3.   As you palpate, use as broad a surface area of your hand as possible. Palpation, as a method of gathering information, is far more effective if practiced using the palmar surfaces of the hands rather than the tips of the fingers. In using a broad hand you cover more “ground” and can thus evolve a clearer mental image of the area under palpation.

4.   Identify pertinent bony structures in the region.

5.   Palpate each muscle in at least two directions:

•  along the muscle fiber, from its proximal to its distal attachment, to locate the muscle and identify its size and shape; and

•  across the muscle fibers, to isolate areas of constriction, taut bands, and trigger points.

6.   Limit pressure to the point of muscle resistance. When you feel the muscle providing some resistance to pressure, keep your contact at that level of pressure.
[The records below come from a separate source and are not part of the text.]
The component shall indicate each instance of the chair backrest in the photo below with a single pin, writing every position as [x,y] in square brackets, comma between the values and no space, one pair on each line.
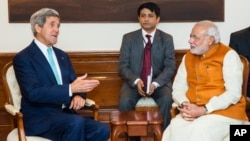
[245,75]
[10,86]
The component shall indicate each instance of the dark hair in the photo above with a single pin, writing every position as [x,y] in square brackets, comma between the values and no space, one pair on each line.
[151,6]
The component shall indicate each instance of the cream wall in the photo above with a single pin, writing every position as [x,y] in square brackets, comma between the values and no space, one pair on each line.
[108,36]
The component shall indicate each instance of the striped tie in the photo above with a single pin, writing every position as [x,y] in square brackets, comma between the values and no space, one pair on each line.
[52,65]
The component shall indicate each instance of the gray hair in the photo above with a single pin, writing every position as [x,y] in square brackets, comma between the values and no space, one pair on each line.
[212,30]
[39,17]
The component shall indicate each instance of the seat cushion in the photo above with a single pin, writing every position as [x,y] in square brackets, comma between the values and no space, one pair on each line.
[13,136]
[146,102]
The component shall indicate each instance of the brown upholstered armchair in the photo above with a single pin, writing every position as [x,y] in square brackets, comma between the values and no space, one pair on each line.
[12,106]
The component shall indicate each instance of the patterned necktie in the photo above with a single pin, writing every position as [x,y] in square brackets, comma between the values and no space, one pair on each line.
[146,67]
[52,65]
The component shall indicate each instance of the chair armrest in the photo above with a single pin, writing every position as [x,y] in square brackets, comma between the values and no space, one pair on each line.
[18,116]
[90,106]
[89,102]
[174,111]
[11,109]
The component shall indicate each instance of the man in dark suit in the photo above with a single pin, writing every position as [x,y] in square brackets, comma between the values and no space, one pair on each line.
[48,103]
[240,42]
[162,63]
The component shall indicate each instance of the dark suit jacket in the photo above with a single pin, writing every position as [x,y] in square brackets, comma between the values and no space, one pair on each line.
[163,57]
[240,41]
[41,96]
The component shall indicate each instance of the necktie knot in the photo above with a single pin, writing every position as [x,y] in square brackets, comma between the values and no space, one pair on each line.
[148,44]
[53,65]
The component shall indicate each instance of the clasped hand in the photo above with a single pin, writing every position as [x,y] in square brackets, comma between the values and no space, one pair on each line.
[140,85]
[191,111]
[81,85]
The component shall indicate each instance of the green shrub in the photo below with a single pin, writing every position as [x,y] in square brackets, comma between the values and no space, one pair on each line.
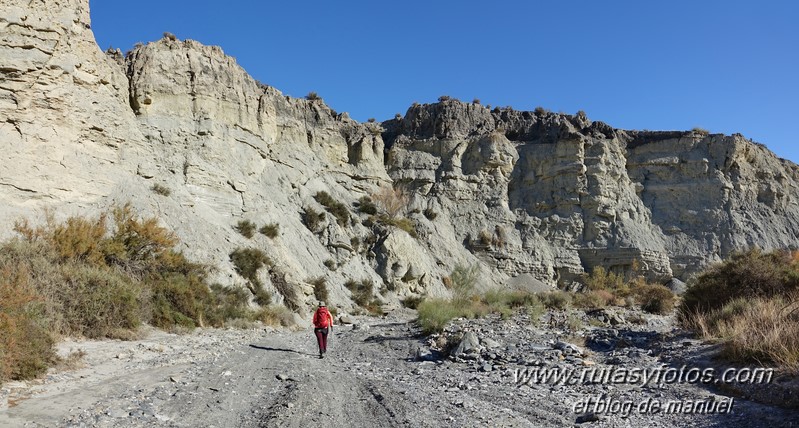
[246,228]
[655,298]
[320,288]
[400,223]
[593,299]
[230,303]
[434,314]
[81,277]
[603,280]
[339,210]
[180,300]
[749,274]
[247,262]
[430,214]
[270,230]
[362,291]
[275,315]
[391,201]
[26,345]
[313,219]
[366,206]
[286,289]
[464,278]
[161,189]
[100,301]
[749,303]
[560,300]
[412,302]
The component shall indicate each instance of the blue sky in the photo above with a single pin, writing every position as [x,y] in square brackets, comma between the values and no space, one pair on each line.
[726,66]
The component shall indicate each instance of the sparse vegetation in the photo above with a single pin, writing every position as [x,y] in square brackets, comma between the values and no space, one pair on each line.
[320,288]
[246,228]
[400,223]
[560,300]
[313,219]
[84,277]
[274,315]
[363,295]
[270,230]
[391,200]
[247,262]
[161,189]
[286,289]
[655,298]
[430,214]
[412,302]
[339,210]
[366,206]
[750,303]
[464,278]
[434,314]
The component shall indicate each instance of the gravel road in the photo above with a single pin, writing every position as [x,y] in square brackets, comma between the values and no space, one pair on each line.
[371,376]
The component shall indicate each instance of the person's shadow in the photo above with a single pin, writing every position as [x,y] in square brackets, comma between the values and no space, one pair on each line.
[267,348]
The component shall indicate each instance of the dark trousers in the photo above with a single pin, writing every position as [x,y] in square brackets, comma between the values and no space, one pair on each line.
[321,339]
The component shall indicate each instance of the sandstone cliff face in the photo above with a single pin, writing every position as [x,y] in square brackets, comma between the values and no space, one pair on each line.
[63,105]
[520,194]
[556,195]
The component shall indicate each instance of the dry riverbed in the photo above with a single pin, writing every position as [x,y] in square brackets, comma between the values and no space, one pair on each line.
[382,372]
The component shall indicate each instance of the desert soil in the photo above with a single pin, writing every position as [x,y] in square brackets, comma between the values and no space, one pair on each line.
[379,372]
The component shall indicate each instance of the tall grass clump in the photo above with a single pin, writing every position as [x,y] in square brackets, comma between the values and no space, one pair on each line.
[26,345]
[750,304]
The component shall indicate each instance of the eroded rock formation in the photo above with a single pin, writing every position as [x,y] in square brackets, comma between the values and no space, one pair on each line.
[516,193]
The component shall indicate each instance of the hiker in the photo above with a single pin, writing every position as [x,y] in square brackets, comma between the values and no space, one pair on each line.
[322,320]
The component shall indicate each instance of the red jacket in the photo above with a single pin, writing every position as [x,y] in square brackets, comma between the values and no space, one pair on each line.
[322,318]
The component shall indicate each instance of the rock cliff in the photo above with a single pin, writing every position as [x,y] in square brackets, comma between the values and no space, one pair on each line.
[519,194]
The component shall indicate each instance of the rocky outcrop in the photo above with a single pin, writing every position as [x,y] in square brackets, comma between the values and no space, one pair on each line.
[556,195]
[535,196]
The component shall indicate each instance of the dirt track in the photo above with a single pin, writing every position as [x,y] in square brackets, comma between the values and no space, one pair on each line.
[255,378]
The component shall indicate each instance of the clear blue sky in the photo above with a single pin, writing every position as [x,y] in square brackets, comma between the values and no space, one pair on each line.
[726,66]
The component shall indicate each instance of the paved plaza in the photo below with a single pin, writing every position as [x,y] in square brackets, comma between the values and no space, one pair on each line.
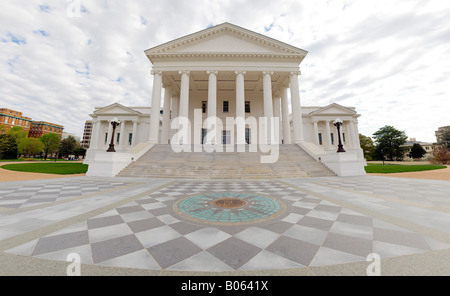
[309,226]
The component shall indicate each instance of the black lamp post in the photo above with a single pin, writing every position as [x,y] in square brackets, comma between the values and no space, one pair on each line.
[338,123]
[115,122]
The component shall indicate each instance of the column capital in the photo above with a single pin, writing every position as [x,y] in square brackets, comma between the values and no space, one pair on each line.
[187,72]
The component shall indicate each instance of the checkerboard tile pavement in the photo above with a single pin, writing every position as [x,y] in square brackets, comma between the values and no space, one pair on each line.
[35,194]
[148,234]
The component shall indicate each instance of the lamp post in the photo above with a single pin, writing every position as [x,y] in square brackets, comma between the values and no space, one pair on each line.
[114,122]
[338,123]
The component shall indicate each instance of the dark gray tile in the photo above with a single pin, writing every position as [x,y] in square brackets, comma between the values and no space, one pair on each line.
[278,227]
[184,227]
[145,224]
[328,208]
[130,209]
[158,211]
[234,252]
[173,251]
[60,242]
[105,250]
[104,221]
[397,237]
[349,244]
[355,219]
[317,223]
[293,249]
[301,211]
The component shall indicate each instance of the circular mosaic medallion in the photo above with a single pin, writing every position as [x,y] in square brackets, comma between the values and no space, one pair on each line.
[229,207]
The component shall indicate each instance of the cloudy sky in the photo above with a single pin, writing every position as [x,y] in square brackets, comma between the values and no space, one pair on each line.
[390,59]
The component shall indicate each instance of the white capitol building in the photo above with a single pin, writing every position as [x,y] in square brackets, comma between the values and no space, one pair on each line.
[229,91]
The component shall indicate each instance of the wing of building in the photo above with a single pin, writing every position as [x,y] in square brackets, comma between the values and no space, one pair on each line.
[225,86]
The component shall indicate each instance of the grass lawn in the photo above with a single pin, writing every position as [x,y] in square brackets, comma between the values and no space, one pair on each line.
[378,168]
[48,168]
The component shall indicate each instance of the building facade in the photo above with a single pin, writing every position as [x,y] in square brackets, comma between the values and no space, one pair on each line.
[226,85]
[87,134]
[39,128]
[10,118]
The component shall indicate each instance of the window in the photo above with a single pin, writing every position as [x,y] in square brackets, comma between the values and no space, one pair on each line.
[225,106]
[247,106]
[226,137]
[203,139]
[247,135]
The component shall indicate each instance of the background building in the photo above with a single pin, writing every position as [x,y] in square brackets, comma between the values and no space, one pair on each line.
[39,128]
[87,134]
[10,118]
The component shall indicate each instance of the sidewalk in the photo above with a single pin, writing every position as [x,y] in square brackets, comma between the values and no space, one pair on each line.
[11,176]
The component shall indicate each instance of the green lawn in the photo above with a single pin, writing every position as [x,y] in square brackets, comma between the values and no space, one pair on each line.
[48,168]
[378,168]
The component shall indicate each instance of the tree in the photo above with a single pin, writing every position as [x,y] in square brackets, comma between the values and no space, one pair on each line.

Deep, excessive pressure that causes some pain will produce an automatic tightening of the body and will prevent you from clearly identifying underlying structures; pressure that is too light will not allow you to contact the muscle properly, and a great deal of information will be overlooked as a result.

7.   Palpate each muscle bilaterally to provide direct comparison. Remember that bilateral musculature should optimally be equally soft and supple and have the same shape and form. By comparing sides you can easily note areas of constriction that may exist in one side and not the other.

In summary, palpation is an essential diagnostic and treatment tool that requires attentive practice, an ability to clearly visualize musculoskeletal anatomy, and a state of relaxation that helps maximize information gathering skills. It is through extensive clinical practice that one can evolve a clear sense of the continuum of myofascial states and an understanding of the habits of action that are the source of an enormous percentage of pain syndromes.

It is important to remember that when a patient experiencing pain is touched by a practitioner in the “right” places, a level of trust develops immediately, alleviating a great deal of the patient's fears and tension. This alone provides enormous therapeutic benefit. It begins with understanding hands, with informed touch.

CHAPTER 4

D
IAGNOSIS
AND
T
REATMENT

I
t is assumed that the reader of this book has some experience in working with myofascial pain. However, a few basic ideas, perhaps known in some disciplines but not in others, may serve as common ground in delineating a broad protocol for the diagnosis and treatment of myofascial disorders.

Spend some time looking at the patient.
Observe how he or she walks, stands, sits, breathes, holds his hands, crosses his legs, reads intake forms, rubs his neck, carries a purse, backpack, or briefcase. These and myriad other behaviors provide clues regarding the nature of his condition. While some patients will have difficulty identifying the sites or patterns of their pain, the observant clinician can learn a great deal by paying close attention to this person who has come for help. It is rare that muscular constrictions and trigger points exist in an isolated, single muscle. Careful attention can reveal a great deal about the unique and often complex pattern presented by each patient. Watching how the patient rises from a chair, gets on or off a treatment table, removes a coat, or wears out his shoes can provide valuable information leading to the effective treatment of his complaint. As in many medical therapies the clinician must be part detective, developing an ability to pick up on these clues, since they can be as important as any diagnostic testing procedure.